Champion H R, Copes W S, Sacco W J, Frey C F, Holcroft J W, Hoyt D B, Weigelt J A
University of Maryland, National Study Center for Trauma and EMS, Baltimore 21201, USA.
J Trauma. 1996 Jan;40(1):42-8; discussion 48-9. doi: 10.1097/00005373-199601000-00009.
In 1986, data from 25,000 major trauma outcome study patients were used to relate Trauma and Injury Severity Score (TRISS) values to survival probability. The resulting norms have been widely used. Motivated by TRISS limitations, A Severity Characterization of Trauma (ASCOT) was introduced in 1990. The objective of this study was to evaluate and compare TRISS and ASCOT probability predictions using carefully collected and independently reviewed data not used in the development of those norms.
This was a prospective data collection for consecutive admissions to four level I trauma centers participating in a major trauma outcome study.
Data from 14,296 patients admitted to the four study sites between October 1987 through 1989 were used. The indices were evaluated using measures of discrimination (disparity, sensitivity, specificity, misclassification rate, and area under the receiver-operating characteristic curve) and calibration [Hosmer-Lemeshow goodness-of-fit statistic (H-L)].
For blunt-injured adults, ASCOT has higher sensitivity than TRISS (69.3 vs. 64.3) and meets the criterion for model calibration (H-L statistic < 15.5) needed for accurate z and W scores. The TRISS does not meet the calibration criterion (H-L = 30.7). For adults with penetrating injury, ASCOT has a substantially lower H-L value than TRISS (20.3 vs. 138.4), but neither meets the criterion.

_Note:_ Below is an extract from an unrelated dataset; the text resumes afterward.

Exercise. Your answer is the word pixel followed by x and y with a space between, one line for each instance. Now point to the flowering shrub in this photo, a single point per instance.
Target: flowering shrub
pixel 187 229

Areas under TRISS and ASCOT ROC curves are not significantly different and exceed 0.91 for blunt-injured adults and 0.95 for adults with penetrating injury. For pediatric patients, TRISS and ASCOT sensitivities (near 77%) and areas under receiver-operating characteristic curves (both exceed 0.96) are comparable, and both models satisfy the H-L criterion.
In this age of health care decisions influenced by outcome evaluations, ASCOT's more precise description of anatomic injury and its improved calibration with actual outcomes argue for its adoption as the standard method for outcome prediction.
1986年,25000例重大创伤结局研究患者的数据被用于将创伤和损伤严重程度评分(TRISS)值与生存概率相关联。由此得出的规范已被广泛使用。受TRISS局限性的影响,1990年引入了创伤严重程度特征化评分(ASCOT)。本研究的目的是使用在这些规范制定过程中未使用的经过仔细收集和独立审核的数据,评估和比较TRISS和ASCOT的概率预测。
这是一项对参与重大创伤结局研究的四个一级创伤中心连续入院患者进行的前瞻性数据收集。
使用了1987年10月至1989年期间在四个研究地点入院的14296例患者的数据。使用判别指标(差异、敏感性、特异性、错误分类率和受试者工作特征曲线下面积)和校准指标[Hosmer-Lemeshow拟合优度统计量(H-L)]对这些指标进行评估。
对于钝性损伤的成年人,ASCOT的敏感性高于TRISS(69.3对64.3),并且符合准确的z和W评分所需的模型校准标准(H-L统计量<15.5)。TRISS不符合校准标准(H-L = 30.7)。对于穿透性损伤的成年人,ASCOT的H-L值远低于TRISS(20.3对138.4),但两者均不符合标准。TRISS和ASCOT ROC曲线下面积无显著差异,钝性损伤成年人超过0.91,穿透性损伤成年人超过0.95。对于儿科患者,TRISS和ASCOT的敏感性(接近77%)和受试者工作特征曲线下面积(均超过0.96)相当,且两种模型均满足H-L标准。
在这个受结局评估影响的医疗保健决策时代,ASCOT对解剖损伤的更精确描述及其与实际结局的更好校准表明应采用它作为结局预测的标准方法。